The relationship between prepregnancy body mass index and stillbirth is modified in the presence of chronic hypertension at 26 to 35 weeks of gestation when elevated body mass index is associated with a lower or similar relative risk of stillbirth and perinatal death. Nevertheless, women with chronic hypertension and elevated body mass index have higher absolute risks of stillbirth and perinatal death at all gestations. Our results suggest that, in women with obesity, optimal timing of delivery may differ depending on the presence or absence of chronic hypertension.

摘要

背景

肥胖是死产和围产期死亡的危险因素,且常伴有慢性高血压。然而,关于慢性高血压女性孕前体重指数与特定孕周死产和围产期死亡风险之间关系的研究较少。

目的

本研究旨在探讨慢性高血压存在与否时,孕前体重指数与特定孕周死产和围产期死亡风险之间的关系。

研究设计

这是一项对2016年至2017年美国所有单胎分娩进行的回顾性队列研究。数据来自国家卫生统计中心提供的出生证明和胎儿死亡证明。采用分段相加混合模型评估慢性高血压女性和非慢性高血压女性孕前体重指数与特定孕周死产和围产期死亡风险之间的关系,并对潜在混杂因素进行校正。
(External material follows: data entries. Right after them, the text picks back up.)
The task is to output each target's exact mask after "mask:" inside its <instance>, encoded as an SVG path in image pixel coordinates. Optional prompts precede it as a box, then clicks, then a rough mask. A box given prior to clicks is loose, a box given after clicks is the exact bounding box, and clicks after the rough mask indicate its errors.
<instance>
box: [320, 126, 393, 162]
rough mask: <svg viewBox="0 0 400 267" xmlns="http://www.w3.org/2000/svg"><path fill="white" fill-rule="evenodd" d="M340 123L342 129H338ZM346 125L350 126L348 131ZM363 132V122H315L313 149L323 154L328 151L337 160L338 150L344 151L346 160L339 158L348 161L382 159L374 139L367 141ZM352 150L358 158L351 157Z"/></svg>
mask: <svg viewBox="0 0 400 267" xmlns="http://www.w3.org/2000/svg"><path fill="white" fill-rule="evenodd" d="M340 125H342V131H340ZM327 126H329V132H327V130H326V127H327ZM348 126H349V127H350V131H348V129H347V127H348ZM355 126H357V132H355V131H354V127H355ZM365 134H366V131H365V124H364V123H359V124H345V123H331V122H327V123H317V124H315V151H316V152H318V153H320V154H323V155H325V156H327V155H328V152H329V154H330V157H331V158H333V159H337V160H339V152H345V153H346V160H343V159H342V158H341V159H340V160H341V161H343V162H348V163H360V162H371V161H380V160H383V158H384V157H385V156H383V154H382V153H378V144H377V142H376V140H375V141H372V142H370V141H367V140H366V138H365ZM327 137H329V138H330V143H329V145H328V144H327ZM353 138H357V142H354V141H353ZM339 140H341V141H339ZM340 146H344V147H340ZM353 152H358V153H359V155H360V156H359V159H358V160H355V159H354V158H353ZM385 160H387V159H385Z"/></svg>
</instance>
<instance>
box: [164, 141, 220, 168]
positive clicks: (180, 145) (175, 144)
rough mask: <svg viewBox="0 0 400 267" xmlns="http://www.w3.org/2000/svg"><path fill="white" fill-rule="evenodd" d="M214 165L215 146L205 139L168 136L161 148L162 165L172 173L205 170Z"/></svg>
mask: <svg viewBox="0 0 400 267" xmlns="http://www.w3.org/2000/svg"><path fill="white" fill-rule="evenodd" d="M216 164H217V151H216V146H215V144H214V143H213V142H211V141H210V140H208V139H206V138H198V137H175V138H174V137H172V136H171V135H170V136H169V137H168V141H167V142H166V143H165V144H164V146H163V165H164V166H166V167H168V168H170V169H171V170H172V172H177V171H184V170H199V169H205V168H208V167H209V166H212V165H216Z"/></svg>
结果以特定孕周调整后的风险比和95%置信区间表示。

结果

本研究共纳入7365797名女性,其中255464名(3.5%)体重过轻;3233710名(43.9%)体重指数正常;1925510名(26.1%)超重;1065958名(14.5%)、518543名(7.0%)和366612名(5.0%)分别患有I、II和III级肥胖症。总体而言,死产率随体重指数增加而升高,慢性高血压女性的死产率(每1000例总分娩中有14.2例)高于非慢性高血压女性(每1000例总分娩中有4.7例)。死产的累积发生率在每个孕周均增加,在非慢性高血压女性中,死产率随体重指数类别增加而呈梯度上升。然而,慢性高血压女性的这种关系有所改变,在妊娠26至35周时,较高体重指数导致的死产风险增加的情况发生了逆转。例如,在妊娠31周时,体重指数为40kg/m²的慢性高血压女性与体重指数为20kg/m²的慢性高血压女性相比,调整后的风险比为0.78(95%置信区间为0.65 - 0.93),而无慢性高血压的类似女性的调整后风险比为1.39(95%置信区间为1.30 - 1.48)。围产期死亡的结果相似。

结论

在妊娠26至35周时,慢性高血压的存在改变了孕前体重指数与死产之间的关系,此时体重指数升高与较低或相似的死产和围产期死亡相对风险相关。然而,慢性高血压且体重指数升高的女性在所有孕周的死产和围产期死亡绝对风险均较高。我们的结果表明,对于肥胖女性,最佳分娩时机可能因是否存在慢性高血压而有所不同。